Chapter Nineteen

Nineteen

The dogs, after so long without a proper walk, are riotous with joy at being out.

They bound like puppies, find sticks for tug-of-war, plunge into ditches and come out muddy and delighted.

Lena takes the longest way, down every back lane and detour, not just for their sake but for her own.

She feels like she’s getting over a bad dose of the flu; her body has that unpracticed, tentative quality that’s not a frustration to her but a pleasure, as it claims back all its resurgent heft and strength.

She’s enjoying her muscles as much as the dogs are; she’d walk all day, if she didn’t have business that needs doing.

The rain, so light it hangs suspended in the air, has a full, nutty smell of turf and gorse.

The townland looks different, in ways she can’t pin down. Part of this, she knows, is in her own eyes. The distance from which she’s seeing this place has changed, whether she likes that or not; it’s going to take a while for her focus to adapt to the altered perspective.

Part of it is real. Men and tractors are moving at a rhythm that’s one beat too fast and grim; even people working side by side aren’t talking. The place has its head down against itself, the dark fissures spreading through its soil.

Lena isn’t headed for Cal’s place, or not yet.

She gave her word that she’d talk to him, and she’ll do it, although she’s not sure what she’s going to say.

He texted her early this morning—All good?

—and she texted back Yeah all grand, but no more than that.

Her anger at him is still there, but it’s changed too.

Cal, like her, brought himself to somewhere that has its own demands, and barring the doors against those hasn’t turned out to be as simple a thing as she believed.
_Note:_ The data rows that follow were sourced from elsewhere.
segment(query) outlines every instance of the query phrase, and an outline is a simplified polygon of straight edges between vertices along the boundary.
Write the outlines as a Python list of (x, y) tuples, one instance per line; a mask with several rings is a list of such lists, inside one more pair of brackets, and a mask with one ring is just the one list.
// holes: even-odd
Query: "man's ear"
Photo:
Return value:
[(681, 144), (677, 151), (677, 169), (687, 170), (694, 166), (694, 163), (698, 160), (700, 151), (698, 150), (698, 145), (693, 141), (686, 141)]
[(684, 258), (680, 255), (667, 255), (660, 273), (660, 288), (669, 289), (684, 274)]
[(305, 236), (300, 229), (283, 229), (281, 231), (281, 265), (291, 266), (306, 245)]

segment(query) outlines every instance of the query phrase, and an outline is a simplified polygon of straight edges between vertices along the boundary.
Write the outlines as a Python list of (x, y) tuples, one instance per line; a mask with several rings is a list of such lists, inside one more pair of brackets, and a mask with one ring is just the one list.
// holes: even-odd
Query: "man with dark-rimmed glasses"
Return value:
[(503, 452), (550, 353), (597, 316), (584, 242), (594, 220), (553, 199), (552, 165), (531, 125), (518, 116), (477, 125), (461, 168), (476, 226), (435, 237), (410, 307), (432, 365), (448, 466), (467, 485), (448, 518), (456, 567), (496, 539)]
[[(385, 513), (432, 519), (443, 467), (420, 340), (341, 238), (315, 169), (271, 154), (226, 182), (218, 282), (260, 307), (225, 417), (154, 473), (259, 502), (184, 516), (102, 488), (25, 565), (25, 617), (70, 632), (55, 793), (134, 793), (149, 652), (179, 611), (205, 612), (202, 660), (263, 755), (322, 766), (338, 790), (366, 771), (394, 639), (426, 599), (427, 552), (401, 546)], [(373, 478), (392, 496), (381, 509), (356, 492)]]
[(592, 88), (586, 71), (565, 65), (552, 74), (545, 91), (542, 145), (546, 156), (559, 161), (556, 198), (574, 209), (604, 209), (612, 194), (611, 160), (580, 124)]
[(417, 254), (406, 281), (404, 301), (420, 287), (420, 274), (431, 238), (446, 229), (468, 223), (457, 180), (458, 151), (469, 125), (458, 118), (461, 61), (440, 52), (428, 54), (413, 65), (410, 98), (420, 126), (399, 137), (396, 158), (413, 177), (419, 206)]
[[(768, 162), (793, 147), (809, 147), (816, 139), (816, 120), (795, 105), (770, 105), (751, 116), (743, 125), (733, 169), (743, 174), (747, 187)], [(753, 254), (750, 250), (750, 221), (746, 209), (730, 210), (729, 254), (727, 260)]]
She wants to sit somewhere for a long time, unseen, and watch him go about his business until his unhurried rhythms clear her mind.

There’s someone else she needs to talk to first. She told Julie that no one knows whether Rachel would want her death used against Tommy Moynihan.

It only came to her afterwards that there’s someone who might know.

I been sitting here in this window for weeks now, Mrs. Duggan said, waiting for someone to ask me the right question.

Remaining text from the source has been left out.